Hebrew Word Study – As His Bride – Kekalotho – Kap Kap Lamed Taw Vav

Exodus 31:18:  “And he gave unto Moses when he had made an end of communing with him upon mount Sinai, two tables of testimony, tables of stone, written with the finger of God.”

 

“Man is not complete until he is married, then he is finished.” – Zsa Zsa Gabor

I was reading this passage in the Midrash Rabbah and discovered something I had not even noticed when I read this in my Hebrew Bible.  The words when he had made an end of communing with him is just one word in Hebrew, kekalotho. The NIV says, “When the Lord finished speaking to Moses.” This is identical to the rendering by the New Living Bible which is a paraphrase.  Yet, we consider the NIV to be a translation and not a paraphrase, yet this rendering from kekalotho is just as much a paraphrase (translator’s opinion) as is the Living Bible. 

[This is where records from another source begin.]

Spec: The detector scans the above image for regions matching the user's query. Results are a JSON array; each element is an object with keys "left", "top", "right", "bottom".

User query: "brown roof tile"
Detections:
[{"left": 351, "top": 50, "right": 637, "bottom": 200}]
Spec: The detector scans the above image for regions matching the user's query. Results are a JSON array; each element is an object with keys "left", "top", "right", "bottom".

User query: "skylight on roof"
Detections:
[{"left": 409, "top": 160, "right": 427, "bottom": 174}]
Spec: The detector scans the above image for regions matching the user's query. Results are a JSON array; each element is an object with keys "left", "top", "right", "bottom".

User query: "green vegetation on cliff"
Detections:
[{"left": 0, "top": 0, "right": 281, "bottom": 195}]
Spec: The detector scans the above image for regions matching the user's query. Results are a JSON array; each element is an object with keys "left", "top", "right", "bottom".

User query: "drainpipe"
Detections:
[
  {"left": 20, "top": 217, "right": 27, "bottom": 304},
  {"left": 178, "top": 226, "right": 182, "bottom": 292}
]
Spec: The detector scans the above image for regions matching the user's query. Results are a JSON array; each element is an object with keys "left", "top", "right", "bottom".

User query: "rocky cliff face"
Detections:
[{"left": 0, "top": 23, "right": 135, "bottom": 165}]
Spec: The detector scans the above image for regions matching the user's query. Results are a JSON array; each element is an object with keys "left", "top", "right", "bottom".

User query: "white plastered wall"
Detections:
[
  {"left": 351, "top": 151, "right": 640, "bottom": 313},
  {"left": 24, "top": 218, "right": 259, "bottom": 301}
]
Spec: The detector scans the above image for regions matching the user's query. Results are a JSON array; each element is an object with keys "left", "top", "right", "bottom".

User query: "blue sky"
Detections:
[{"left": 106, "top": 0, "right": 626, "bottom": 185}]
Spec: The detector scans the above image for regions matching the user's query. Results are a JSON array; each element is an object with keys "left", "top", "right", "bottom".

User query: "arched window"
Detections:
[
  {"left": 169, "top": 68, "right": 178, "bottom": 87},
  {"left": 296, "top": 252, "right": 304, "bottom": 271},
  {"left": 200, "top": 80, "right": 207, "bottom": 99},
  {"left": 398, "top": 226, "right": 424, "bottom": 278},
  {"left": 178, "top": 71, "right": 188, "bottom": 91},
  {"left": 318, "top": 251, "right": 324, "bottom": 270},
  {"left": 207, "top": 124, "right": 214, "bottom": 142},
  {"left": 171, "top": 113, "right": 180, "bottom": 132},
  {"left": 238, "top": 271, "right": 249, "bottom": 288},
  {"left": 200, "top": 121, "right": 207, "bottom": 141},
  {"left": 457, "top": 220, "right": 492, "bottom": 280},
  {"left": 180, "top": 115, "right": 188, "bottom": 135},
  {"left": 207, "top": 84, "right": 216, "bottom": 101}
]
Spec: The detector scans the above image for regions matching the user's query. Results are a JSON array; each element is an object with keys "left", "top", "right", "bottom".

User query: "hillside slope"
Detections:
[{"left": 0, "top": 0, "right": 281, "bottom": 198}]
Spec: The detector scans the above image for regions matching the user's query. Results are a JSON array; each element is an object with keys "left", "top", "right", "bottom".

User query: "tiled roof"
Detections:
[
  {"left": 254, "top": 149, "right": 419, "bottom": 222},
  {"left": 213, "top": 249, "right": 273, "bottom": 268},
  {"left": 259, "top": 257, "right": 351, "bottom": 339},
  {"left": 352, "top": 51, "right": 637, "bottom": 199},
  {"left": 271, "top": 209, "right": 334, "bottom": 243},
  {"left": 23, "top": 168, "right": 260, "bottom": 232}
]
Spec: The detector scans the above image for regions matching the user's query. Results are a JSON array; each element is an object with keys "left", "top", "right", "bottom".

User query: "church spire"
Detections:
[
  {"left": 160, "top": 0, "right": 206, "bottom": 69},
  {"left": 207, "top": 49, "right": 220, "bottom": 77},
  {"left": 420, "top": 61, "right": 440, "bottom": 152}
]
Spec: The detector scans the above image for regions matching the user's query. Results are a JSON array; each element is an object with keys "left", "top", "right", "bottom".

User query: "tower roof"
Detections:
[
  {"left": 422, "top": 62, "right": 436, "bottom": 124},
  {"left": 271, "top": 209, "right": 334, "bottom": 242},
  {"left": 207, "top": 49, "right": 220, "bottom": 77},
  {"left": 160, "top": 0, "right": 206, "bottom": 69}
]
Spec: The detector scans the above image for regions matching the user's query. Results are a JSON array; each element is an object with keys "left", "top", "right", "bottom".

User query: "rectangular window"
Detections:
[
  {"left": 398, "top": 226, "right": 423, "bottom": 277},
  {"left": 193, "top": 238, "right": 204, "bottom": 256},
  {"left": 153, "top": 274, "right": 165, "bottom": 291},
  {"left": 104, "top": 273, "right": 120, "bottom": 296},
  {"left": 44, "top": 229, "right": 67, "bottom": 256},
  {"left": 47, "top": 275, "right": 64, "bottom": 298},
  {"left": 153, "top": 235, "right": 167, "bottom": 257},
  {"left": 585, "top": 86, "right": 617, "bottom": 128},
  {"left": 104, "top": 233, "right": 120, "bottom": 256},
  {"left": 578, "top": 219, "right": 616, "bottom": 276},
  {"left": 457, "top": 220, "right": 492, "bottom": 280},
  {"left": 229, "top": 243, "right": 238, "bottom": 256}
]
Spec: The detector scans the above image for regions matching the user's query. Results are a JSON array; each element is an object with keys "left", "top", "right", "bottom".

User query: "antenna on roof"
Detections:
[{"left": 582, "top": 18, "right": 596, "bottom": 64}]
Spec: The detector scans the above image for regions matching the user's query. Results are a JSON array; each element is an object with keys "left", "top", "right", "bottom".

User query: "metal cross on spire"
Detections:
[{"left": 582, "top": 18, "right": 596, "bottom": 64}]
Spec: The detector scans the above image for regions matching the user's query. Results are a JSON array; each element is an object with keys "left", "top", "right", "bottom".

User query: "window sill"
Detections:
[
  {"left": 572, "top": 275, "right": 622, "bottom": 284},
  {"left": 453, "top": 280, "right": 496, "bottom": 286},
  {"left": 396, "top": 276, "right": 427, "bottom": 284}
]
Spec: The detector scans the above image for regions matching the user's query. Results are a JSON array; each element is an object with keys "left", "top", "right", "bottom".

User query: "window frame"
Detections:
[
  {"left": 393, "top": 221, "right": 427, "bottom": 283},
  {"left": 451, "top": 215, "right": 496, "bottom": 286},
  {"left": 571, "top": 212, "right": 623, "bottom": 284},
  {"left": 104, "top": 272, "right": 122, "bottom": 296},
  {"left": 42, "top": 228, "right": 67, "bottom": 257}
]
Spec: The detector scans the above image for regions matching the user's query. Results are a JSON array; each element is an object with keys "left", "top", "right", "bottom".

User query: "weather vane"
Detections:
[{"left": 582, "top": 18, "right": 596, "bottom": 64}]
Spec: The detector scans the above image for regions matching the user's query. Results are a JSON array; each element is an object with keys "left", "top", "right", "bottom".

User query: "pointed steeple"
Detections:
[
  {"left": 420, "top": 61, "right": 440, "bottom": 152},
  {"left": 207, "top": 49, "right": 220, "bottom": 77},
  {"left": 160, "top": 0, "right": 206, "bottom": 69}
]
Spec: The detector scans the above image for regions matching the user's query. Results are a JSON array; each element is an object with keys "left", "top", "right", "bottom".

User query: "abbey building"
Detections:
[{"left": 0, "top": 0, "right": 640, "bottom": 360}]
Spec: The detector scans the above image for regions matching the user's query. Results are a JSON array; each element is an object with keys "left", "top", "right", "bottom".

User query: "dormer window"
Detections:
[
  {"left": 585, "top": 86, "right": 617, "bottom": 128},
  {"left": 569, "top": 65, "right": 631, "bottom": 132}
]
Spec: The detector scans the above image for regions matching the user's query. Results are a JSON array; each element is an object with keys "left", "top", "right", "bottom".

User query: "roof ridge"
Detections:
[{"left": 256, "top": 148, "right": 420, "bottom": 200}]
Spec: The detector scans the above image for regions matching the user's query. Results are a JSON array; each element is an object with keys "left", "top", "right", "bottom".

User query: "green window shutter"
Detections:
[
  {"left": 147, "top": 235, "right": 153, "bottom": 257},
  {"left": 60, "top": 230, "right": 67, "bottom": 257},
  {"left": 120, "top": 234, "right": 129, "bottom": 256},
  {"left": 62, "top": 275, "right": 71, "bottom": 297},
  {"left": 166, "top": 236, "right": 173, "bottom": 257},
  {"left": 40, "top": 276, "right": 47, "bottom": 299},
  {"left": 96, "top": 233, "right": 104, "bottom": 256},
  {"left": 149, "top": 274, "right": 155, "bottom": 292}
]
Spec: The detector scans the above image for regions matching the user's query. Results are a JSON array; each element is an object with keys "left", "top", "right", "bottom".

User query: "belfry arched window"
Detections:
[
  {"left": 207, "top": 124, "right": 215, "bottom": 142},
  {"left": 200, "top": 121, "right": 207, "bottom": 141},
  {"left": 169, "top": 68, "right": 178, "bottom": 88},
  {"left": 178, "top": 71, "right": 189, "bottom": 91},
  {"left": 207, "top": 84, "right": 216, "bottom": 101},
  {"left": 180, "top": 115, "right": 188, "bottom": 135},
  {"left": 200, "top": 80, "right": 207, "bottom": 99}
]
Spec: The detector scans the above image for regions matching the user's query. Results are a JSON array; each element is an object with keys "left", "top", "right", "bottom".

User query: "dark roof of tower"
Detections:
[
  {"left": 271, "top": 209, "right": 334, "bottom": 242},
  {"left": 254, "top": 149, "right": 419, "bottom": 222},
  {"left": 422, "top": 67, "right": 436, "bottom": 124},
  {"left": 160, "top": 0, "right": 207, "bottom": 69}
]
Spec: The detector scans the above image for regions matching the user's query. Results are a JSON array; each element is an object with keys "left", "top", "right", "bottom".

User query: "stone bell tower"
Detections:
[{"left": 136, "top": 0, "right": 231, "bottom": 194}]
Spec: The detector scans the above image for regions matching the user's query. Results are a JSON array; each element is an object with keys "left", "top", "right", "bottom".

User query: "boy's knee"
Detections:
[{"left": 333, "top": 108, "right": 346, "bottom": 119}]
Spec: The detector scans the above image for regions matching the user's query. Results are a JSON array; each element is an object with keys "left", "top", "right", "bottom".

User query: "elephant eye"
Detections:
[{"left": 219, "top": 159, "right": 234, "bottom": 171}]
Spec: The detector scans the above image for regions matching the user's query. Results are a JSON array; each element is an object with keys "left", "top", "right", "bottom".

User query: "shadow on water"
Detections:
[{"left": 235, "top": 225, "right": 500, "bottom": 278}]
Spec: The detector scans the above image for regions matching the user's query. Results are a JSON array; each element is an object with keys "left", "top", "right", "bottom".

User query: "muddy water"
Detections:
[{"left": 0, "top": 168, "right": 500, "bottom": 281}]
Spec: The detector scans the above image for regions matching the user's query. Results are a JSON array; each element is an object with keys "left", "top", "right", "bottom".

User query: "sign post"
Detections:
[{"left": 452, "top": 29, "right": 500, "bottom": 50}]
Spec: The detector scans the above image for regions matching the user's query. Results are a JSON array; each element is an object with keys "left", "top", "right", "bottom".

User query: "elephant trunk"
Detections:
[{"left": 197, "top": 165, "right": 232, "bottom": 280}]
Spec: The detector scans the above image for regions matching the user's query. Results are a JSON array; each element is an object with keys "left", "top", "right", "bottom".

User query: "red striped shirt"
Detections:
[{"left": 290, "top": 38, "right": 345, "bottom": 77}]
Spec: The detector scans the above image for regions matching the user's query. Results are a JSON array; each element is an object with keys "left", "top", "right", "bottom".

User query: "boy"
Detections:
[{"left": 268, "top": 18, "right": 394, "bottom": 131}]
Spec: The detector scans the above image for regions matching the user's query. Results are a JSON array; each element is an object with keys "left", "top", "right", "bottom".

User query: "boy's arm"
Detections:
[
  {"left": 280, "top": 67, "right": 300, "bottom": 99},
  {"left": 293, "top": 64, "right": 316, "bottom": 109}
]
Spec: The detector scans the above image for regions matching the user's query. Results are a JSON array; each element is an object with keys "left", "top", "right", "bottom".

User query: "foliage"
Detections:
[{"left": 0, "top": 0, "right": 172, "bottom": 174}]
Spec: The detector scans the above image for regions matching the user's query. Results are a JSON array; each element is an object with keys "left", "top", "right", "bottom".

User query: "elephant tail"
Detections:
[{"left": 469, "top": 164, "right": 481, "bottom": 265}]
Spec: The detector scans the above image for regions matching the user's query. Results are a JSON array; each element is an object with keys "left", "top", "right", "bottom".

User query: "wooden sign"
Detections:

The Midrash Rabbah puts an entirely different spin on this word kekalotho which really puts it into its proper context. Yes see Moses has been with God now for almost a whole month, speaking with God face to face as a man would speak with a friend (Exodus 33:11).  The word used for face is pani which is more than just face to face.  God does not have a face, the word pani when used with God is a reference to His presence, His light, and His entire being. Literally, the entire being of God was el (unto) Moses and the presence or entire being of Moses was unto God.  Then it adds, as a man would speak to a friend. The word for speak is dabar.  Translators simply render the word dabar and amar as speak and never really make a difference between the two words, but there is a significant difference.  Amar is just simply speaking, sharing chit-chat, talking about the weather, how was your day, etc. It is everyday normal speaking.  Dabar, however, is the speaking of a husband to a wife, a friend to a friend, it is sharing one’s heart with another.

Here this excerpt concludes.